Now we get to those slab gongs. Neal Meyer and I played them as part of the “live” music for excerpts from my piece “Discarded Poems”, which is related to the StormSound Cycle. Like the StormSound pieces, it uses “live” instruments over prerecorded electronics, and, like the StormSound pieces, it’s on the longish side (in fact, Tom Baker, MC at the Composers’ Salons, had to fade in the prerecorded sound partway through to make the piece fit the 20-minute time limit). At the beginning, Neal and I played the room, using the walls, doors, windows, etc., as percussion; then we moved to the slab gongs.
Improvising over prerecorded sound also derived from slab gongs, at first we played resonant metallic sounds. Then Neal began to damp the reverberations with his hands, an interesting effect, and I joined in – watching as Neal’s slab gong (a precarious contraption even in the best of circumstances) suddenly began to destabilize. I continued to play mine, perhaps helplessly, as his wobbled, collapsed, and sort of melted itself sideways onto the stage. He continued to play. All hint of “beautiful” reverberation was gone; after another minute I joined in by deliberately knocking mine over and scattering the pieces. Now we both hammered on the remaining metal slabs, making quite a racket – but it worked so well with the piece that we decided to do it next time we play it. “Discarded Poems” is not about destruction or death, but it is about moving from the “here and now” into the realm of the eternal, discarding worldly things along the way. Hence, destroying the slab gongs works perfectly (in the manner of the poems that later get “discarded” as metal pipes rolled across the floor).

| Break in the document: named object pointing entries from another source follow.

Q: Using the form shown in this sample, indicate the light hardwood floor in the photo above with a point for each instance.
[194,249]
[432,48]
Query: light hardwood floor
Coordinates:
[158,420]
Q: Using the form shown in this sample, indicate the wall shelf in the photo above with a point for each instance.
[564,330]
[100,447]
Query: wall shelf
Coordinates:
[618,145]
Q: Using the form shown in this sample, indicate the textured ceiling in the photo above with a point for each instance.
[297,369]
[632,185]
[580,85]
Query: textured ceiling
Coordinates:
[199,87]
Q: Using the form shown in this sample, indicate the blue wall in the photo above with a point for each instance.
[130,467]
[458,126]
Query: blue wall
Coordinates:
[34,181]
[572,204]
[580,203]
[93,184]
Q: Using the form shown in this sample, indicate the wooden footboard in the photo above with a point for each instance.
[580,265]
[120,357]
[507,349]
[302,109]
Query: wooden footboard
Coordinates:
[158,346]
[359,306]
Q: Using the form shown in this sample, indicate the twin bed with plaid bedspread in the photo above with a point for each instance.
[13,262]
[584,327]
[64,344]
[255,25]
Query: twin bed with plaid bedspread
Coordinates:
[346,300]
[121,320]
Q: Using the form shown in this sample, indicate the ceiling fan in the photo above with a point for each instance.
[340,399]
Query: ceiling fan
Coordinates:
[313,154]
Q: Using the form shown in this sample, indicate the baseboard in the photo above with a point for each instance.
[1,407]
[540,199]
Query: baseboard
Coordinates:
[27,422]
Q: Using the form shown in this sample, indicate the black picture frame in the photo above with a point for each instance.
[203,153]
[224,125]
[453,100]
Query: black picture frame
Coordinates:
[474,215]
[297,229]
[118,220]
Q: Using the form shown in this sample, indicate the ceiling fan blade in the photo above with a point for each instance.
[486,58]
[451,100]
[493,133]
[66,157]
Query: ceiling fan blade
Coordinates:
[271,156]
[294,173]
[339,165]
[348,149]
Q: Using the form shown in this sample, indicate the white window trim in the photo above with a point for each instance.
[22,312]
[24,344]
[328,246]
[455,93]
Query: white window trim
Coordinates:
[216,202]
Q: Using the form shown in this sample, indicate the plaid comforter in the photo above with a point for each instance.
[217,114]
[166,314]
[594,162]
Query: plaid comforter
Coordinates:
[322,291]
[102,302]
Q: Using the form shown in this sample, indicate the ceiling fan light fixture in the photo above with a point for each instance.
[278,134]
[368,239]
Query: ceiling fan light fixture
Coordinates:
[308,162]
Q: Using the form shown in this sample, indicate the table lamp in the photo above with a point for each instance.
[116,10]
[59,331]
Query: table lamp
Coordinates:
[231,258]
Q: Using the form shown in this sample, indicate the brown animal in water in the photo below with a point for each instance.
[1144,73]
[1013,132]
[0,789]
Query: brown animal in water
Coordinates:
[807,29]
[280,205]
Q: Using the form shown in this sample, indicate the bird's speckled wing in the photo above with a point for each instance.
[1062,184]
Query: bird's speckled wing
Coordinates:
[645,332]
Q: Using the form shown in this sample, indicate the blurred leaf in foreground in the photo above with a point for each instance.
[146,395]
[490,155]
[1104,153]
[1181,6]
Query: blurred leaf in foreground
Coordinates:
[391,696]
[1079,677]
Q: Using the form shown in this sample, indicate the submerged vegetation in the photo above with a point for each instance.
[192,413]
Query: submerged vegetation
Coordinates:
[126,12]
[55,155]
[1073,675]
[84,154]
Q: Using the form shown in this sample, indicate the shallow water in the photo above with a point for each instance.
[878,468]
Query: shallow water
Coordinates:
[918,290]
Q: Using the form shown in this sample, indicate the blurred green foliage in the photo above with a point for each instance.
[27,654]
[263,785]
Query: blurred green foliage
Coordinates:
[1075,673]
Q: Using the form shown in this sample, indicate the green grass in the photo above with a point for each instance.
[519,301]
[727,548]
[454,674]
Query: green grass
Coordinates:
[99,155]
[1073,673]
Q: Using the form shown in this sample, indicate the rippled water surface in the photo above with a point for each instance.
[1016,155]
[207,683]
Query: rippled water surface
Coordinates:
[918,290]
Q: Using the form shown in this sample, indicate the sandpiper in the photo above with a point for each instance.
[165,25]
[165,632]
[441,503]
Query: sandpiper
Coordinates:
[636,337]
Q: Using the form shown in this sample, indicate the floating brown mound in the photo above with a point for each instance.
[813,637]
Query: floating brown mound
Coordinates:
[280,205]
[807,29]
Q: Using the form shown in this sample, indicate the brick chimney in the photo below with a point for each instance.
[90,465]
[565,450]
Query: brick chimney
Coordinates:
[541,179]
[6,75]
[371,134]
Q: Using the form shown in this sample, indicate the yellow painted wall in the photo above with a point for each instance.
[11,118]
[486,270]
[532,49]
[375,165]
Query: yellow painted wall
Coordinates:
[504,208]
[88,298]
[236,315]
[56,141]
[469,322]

In the last section we played “real” instruments (guitar and piano), not in the conventional way, but in a ringing style over a microtonal drone – a sound that is supposed to both break away from and fulfill the “noise” that we made earlier. Whether this works or not, I’ll leave up to the listener. I can say, however, that two sounds were very beautiful to my ear: jewel-like bell-tones from Neal’s prepared guitar (with paper clips inserted among the strings) and a sliding overtone effect on the piano strings that I adapted (not stole exactly) from Gust Burns.
Next performance of “Discarded Poems” (complete this time):
8:00 PM,
Saturday, July 24, 2010,
Chapel Performance Space at Good Shepherd Center (50th and Sunnyside, in Wallingford, Seattle).
Also on the program: an excerpt from Neal’s “Gradus: for Tesla, Fux, and Milo the Wrestler”, a vast supra-universal-length study of all the possible combinations of notes on the piano; a couple of shorter, more conventionally melodic, piano pieces by me (probably one with percussion played from the piano); and an improvised set (guitar and piano).
It sounds like this was an interesting concert, I wish I had been able to make it. I will need to check this more often than I do so I can stay up to date on information like this.